Une loi « à la
française »
(article
de Asem Khalil, publié dans TOSCANA OGGI, n. 35 du 3 octobre 2004
C’est une loi
"à la française" ; autrement comme expliquer l’étonnement exprimé au
lendemain de l'adoption de la loi qui interdit dans les écoles publiques les
symboles qui manifestent ostensiblement une appartenance religieuse, pendant
que sept français sur dix se déclarent favorables à telle règle. « Comment est-ce possible ?

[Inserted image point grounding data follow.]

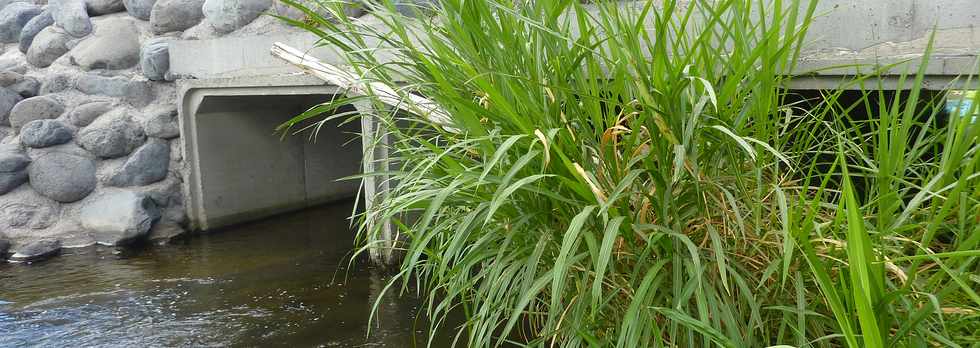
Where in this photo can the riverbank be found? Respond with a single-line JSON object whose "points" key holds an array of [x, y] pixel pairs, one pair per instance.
{"points": [[284, 281]]}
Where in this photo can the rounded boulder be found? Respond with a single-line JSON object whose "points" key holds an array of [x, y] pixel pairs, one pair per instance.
{"points": [[113, 135], [175, 15], [45, 133], [37, 251], [8, 100], [140, 9], [36, 108], [49, 45], [63, 177], [114, 45], [14, 17], [34, 27]]}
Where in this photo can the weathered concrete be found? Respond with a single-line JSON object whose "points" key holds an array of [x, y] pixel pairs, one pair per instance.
{"points": [[256, 173], [869, 33]]}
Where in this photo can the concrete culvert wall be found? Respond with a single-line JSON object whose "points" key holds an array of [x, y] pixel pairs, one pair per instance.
{"points": [[242, 171]]}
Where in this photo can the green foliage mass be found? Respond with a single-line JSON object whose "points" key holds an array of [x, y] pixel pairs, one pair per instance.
{"points": [[636, 175]]}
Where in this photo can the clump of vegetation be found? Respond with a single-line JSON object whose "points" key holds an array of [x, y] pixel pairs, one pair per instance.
{"points": [[635, 175]]}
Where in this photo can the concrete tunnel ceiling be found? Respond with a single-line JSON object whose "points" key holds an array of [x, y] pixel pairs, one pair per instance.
{"points": [[241, 170]]}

-on lit dans le quotidien polonais /i> "Varsovie Gazeta Wyborcza" - Comment cette France considérée comme
la patrie des droits de l’homme et de la démocratie moderne peut-elle pratiquer
une discrimination majeure ? »
La France est un
pays profondément laïque, répond Gilbert Knaub, professeur universitaire. Sa
laïcité veut être une neutralité vers toutes les religions. La célèbre loi de
1905 sépare les Églises de l'État et assure, dans son premier articule, la
liberté de conscience ; un principe qui a été repris dans la Constitution de
1958 qui respecte toutes les croyances et assure l'égalité de tous les
citoyens.
L'État, en France,
est considéré comme le détenteur de la volonté générale et le garant du bien
commun ; de conséquence, chaque fois qu’il y a une crise, une catastrophe
naturelle, un conflit social... on se demande : où est-il l'État ? Pourquoi
n'est-il pas intervenu ? On comprend donc pourquoi en France on fait recours au
législateur pour résoudre un problème social. On recourt à la loi comme si elle
était une portion magique qui - pour le même fait d'être introduite - résoudraient
tous les problèmes ! Cette conception est entièrement étrange à d’autres
cultures juridiques comme, par exemple, à celle anglo-saxonne.
Il est évident
qu’il y a en France un problème relatif à l'intégration (ou à l'exclusion,
l'autre face de la médaille) mais il est aussi clair que la situation
internationale contemporaine a ajouté de l'essence sur le feu, en créant une
certaine hystérie collective et en causant confusion entre fondamentalisme et
religiosité. Le résultat est simple : on a peur de l'Islam ! Il se comprend
alors pourquoi le voile puisse être considéré comme susceptible causer des
désordres aujourd'hui, et il ne l'était pas il y a quelques ans.
L'intention du
législateur français est donc légitime parce que la loi entend donner une
réponse à un problème social qui est pressant aujourd'hui plus que jamais ;
mais les bonnes intentions ne suffisent pas. On doit plus plutôt se demander si
une loi "anti- voile », est la réponse adéquate au fondamentalisme
islamique ? Une loi de ce genre, peut-elle résoudre le problème de
l'intégration ? (il faut préciser que la même loi interdit autres symboles
religieux, comme par exemple une grande croix, ou bien la "kippa"
juive).
Si la réponse à ces
deux questions précédentes est négative alors cette loi est simplement inutile
; mais "les lois inutiles - le rappelle Montesquieu dans son Esprit des
Lois (L.XXIX, cap. 16) - affaiblissent les lois nécessaires "et la
multiplication des lois inutiles - pour reprendre la phrase de Tacite, tant de
siècles auparavant - indique la décomposition de l'état ("corruptissima
roi publica plurimae leges ", Annales, L.XXIX, cap.16).
Selon Prof.
Philippe Malaurie, de l'Université de Paris II (dans un article publié à
l’occasion de la loi en question, dans les Semaine Juridique - n.14),
aujourd'hui, à coté des lois impératives et dispositifs, existent des lois
"symboliques" qui sont des simples satisfactions morales, simples
proclamations de principe, avec l'effet contre-productif, cependant,
d'augmenter les conflits à la place de les diminuer.